Same has been the formula of Laos that is developing big hydro projects of late.
We also have to learn from Bhutan which has provided safe playing ground for foreign investors, especially from India and has been exporting energy to India making millions of dollars worth revenue annually.
If this issue is critical, why have investors like Sutlej and GMR already signed power development agreement (PDA) with the government?
For more than a decade, these Indian companies seem to be very sluggish about project development. They are now in the stage of financial closure and this is the time they must be facing some issues in finding lenders.
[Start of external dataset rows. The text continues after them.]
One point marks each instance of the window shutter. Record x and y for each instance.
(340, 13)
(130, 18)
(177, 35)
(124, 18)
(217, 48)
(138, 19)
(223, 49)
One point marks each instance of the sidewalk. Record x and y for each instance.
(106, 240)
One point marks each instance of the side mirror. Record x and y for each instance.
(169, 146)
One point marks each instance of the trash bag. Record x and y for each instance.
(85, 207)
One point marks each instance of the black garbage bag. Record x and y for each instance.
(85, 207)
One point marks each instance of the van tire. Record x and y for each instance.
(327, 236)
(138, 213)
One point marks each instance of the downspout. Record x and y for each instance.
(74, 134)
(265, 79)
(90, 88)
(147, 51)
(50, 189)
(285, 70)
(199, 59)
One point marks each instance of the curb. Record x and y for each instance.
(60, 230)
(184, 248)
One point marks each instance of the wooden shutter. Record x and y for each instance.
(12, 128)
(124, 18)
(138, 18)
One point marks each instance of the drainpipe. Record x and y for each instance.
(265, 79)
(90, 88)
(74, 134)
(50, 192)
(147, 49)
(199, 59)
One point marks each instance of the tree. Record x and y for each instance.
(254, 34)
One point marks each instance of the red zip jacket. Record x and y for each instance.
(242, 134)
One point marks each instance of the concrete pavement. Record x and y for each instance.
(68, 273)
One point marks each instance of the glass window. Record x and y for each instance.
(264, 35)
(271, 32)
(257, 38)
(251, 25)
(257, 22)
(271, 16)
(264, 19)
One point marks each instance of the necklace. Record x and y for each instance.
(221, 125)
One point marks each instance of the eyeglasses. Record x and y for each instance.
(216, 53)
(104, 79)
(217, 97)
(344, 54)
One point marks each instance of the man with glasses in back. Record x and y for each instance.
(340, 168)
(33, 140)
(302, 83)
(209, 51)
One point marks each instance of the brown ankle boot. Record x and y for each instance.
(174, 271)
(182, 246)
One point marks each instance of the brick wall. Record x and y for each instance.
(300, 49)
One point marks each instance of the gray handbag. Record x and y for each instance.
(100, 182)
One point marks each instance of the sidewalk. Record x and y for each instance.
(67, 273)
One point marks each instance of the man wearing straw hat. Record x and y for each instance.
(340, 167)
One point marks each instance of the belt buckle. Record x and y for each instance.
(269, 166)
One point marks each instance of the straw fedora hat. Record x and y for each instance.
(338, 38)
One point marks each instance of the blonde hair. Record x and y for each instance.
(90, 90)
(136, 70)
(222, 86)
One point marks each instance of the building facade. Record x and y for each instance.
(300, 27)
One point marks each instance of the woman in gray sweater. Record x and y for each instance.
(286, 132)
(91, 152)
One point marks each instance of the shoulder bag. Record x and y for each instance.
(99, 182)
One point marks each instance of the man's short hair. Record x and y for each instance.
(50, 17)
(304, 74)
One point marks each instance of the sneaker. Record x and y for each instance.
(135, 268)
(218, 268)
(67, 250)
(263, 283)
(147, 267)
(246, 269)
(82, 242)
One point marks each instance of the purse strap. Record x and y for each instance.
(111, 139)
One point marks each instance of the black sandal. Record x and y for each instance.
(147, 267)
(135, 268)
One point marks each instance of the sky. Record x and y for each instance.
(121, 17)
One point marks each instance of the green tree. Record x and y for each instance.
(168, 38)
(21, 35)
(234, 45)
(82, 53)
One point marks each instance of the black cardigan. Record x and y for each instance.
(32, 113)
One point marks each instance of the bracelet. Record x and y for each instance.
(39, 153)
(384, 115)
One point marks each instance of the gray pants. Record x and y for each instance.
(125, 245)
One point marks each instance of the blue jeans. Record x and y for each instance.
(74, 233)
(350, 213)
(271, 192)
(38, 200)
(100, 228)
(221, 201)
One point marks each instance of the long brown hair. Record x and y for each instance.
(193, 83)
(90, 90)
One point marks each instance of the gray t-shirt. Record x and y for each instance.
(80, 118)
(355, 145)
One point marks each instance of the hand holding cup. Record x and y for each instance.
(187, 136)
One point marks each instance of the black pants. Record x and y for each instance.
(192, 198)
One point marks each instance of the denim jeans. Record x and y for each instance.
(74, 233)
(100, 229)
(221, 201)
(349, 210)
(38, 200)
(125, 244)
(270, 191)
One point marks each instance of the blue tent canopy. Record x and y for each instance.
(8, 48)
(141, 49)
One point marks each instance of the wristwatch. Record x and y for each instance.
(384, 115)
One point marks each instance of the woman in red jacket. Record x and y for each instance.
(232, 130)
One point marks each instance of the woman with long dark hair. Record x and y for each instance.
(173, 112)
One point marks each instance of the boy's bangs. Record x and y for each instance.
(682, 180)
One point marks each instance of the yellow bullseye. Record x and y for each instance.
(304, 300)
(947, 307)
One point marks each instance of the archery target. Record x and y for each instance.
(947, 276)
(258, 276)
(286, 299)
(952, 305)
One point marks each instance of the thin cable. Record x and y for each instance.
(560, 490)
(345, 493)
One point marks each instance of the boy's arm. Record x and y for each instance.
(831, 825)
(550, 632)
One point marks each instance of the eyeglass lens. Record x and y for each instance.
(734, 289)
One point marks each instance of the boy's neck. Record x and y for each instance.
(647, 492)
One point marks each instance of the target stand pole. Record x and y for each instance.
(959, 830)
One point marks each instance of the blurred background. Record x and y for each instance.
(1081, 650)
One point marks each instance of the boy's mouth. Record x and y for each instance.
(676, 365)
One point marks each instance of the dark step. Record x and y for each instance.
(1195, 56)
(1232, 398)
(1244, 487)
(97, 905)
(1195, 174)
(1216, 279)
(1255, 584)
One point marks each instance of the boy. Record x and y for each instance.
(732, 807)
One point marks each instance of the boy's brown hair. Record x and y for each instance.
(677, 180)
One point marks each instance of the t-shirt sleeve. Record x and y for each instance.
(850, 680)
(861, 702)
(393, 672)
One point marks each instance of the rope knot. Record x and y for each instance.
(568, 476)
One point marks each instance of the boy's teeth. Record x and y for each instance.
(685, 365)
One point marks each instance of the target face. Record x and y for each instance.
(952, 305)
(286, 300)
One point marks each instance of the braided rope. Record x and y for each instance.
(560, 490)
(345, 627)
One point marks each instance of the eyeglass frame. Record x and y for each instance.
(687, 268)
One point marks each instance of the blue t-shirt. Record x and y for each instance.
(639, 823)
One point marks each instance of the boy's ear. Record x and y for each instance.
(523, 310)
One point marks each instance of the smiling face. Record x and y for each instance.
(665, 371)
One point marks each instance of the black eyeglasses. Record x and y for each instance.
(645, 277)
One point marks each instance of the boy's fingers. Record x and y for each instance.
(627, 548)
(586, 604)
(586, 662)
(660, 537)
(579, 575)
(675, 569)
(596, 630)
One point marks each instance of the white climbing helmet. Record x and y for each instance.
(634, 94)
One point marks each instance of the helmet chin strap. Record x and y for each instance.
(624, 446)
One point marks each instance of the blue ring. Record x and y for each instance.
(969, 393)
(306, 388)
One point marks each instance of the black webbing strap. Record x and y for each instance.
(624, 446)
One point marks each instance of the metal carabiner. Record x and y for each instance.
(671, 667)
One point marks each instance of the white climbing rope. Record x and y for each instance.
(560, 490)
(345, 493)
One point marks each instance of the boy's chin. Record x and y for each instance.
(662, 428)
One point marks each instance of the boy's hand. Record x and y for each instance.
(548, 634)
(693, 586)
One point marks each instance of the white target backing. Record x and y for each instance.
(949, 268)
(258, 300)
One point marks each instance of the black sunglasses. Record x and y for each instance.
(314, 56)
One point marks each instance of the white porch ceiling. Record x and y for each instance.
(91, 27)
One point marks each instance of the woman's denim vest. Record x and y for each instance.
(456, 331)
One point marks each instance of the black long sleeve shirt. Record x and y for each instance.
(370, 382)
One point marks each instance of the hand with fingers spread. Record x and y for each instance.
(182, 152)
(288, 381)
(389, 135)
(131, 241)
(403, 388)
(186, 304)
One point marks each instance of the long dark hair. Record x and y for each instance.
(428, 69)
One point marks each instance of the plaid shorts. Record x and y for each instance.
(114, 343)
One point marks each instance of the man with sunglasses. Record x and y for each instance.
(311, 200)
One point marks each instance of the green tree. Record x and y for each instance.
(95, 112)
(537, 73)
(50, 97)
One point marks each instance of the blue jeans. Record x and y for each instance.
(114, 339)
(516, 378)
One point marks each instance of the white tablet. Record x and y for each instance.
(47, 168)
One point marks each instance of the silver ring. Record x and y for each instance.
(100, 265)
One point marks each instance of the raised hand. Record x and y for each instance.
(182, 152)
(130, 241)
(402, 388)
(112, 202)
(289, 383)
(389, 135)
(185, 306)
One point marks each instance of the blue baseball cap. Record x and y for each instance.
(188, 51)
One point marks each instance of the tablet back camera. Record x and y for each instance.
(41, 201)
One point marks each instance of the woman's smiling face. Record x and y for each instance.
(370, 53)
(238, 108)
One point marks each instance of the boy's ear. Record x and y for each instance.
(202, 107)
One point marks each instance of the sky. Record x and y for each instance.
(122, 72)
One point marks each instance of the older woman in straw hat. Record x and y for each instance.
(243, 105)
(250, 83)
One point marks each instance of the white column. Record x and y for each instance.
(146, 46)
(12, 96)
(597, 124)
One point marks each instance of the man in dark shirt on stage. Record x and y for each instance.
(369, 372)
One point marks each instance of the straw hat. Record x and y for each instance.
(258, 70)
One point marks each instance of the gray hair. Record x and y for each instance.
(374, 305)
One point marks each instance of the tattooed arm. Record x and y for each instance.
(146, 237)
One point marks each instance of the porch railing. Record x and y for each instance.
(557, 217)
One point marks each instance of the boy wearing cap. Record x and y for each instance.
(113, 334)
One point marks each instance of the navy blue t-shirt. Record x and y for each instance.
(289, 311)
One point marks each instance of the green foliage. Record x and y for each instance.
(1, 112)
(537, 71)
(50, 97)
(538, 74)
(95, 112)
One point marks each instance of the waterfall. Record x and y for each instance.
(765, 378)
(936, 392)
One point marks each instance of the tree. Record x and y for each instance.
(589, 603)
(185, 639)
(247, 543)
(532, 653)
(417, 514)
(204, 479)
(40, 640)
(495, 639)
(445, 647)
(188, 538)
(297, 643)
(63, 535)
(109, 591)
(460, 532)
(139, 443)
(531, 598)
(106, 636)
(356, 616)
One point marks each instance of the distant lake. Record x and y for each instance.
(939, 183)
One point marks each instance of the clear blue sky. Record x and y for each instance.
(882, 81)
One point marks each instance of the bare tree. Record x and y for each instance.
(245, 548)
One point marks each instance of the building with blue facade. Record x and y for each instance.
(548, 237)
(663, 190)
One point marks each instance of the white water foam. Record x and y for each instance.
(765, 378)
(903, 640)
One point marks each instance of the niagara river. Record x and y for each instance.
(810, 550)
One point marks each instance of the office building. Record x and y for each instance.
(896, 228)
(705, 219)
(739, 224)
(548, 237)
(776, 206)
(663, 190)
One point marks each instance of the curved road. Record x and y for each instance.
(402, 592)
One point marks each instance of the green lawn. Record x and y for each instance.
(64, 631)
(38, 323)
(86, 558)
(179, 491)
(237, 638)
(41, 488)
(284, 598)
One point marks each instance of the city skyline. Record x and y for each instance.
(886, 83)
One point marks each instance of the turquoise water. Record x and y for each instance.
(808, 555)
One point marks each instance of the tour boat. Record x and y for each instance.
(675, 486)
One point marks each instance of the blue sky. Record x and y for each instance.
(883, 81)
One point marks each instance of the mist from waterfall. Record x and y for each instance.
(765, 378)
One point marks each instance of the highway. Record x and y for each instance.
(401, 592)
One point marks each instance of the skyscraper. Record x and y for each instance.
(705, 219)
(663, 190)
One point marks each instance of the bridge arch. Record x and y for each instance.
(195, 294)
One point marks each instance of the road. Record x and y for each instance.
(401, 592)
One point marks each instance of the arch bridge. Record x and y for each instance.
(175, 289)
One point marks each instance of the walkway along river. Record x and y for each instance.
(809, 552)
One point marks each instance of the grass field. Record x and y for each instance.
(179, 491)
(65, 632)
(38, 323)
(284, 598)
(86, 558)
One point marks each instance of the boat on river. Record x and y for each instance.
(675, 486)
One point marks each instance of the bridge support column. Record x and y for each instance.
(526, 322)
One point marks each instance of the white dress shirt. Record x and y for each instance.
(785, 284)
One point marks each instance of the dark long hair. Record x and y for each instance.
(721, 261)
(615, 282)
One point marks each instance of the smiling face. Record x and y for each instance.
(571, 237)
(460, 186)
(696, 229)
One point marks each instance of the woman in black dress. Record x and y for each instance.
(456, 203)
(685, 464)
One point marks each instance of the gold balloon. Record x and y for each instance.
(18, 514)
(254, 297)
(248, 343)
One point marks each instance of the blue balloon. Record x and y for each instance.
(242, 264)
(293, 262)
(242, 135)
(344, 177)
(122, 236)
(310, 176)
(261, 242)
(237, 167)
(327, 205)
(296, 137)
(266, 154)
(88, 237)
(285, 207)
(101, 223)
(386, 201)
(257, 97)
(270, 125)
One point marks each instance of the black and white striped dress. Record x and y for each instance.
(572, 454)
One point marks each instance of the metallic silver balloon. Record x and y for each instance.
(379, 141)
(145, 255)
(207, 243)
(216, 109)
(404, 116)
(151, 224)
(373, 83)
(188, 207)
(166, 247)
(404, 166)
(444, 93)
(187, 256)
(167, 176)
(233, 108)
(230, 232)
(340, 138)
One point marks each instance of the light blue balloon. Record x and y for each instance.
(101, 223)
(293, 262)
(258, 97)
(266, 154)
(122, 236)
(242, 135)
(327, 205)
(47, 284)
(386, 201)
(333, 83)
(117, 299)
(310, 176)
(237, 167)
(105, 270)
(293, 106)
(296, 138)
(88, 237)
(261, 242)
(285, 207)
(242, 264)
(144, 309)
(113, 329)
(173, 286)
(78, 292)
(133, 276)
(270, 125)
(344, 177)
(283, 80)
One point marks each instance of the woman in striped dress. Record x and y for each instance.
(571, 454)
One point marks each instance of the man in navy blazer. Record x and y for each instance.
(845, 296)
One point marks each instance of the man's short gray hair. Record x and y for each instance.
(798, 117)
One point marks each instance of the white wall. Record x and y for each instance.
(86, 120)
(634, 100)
The CWE Investment from China which is willing to build 750 MW West Seti Hydro Project has been seeking guarantee from the Nepal Electricity Authority (NEA) to buy the energy generated from the project to which NEA is apathetic. This is where the project has remained stalled. The Chinese company in fact is conscious about the barriers that it is going to face in the future if it begins to develop the project without addressing these issues.
This is a critical issue that has yet to come to the forefront because there have not been extensive foreign projects yet.
What about investments through international development partners like the World Bank, Asian Development Bank (ADB) and International Finance Corporation (IFC)?
There is a difference between the investment brought in by these development partners and the investment done by the private sector foreign investors. These partners directly seal agreement with the government which is the greatest and strongest assurance for not having their investments in peril. The current laws and policies that we discussed do not pertain them because these are the bilateral agencies and have special relationship with the Nepal government. But I am specifically talking about private sector projects that are provided with licence by the Nepal government, yet for all other issues investors are responsible. What I am saying is that these laws have turned into roadblocks for investors and must be taken into serious consideration immediately.
There is a trend of FDI inflow into Nepal from the tax heaven nations. There are also discussions underway to prevent such investments. What are your thoughts?
The government should be clear on this. For me, if the shell companies are intending to bring in their investments here in Nepal to evade tax in the countries they are based in or to convert black money into white, they should not be allowed to enter Nepal. But as long as their intention is good and the investment promotes economic development here, I don‘t think we should feel any unease.
When it comes to FDI, there had also been some discussions seeking Nepali investors to take their investment abroad. Do you think they should be allowed to open up their business overseas?
See, since we received membership of World Trade Organisation (WTO) and similar other global organisations, voices are there that the world should be treated as an open global market and that investors are to be left free to take their investments wherever to choose to. But it‘s not the case in Nepal as government has prohibited outflow of investment. For me this ban from the government should change. What I think is the law should not ban outflow of investment rather we have to have better investment atmosphere where local investors flourish their business here. Nobody then would be interested to taking investment overseas.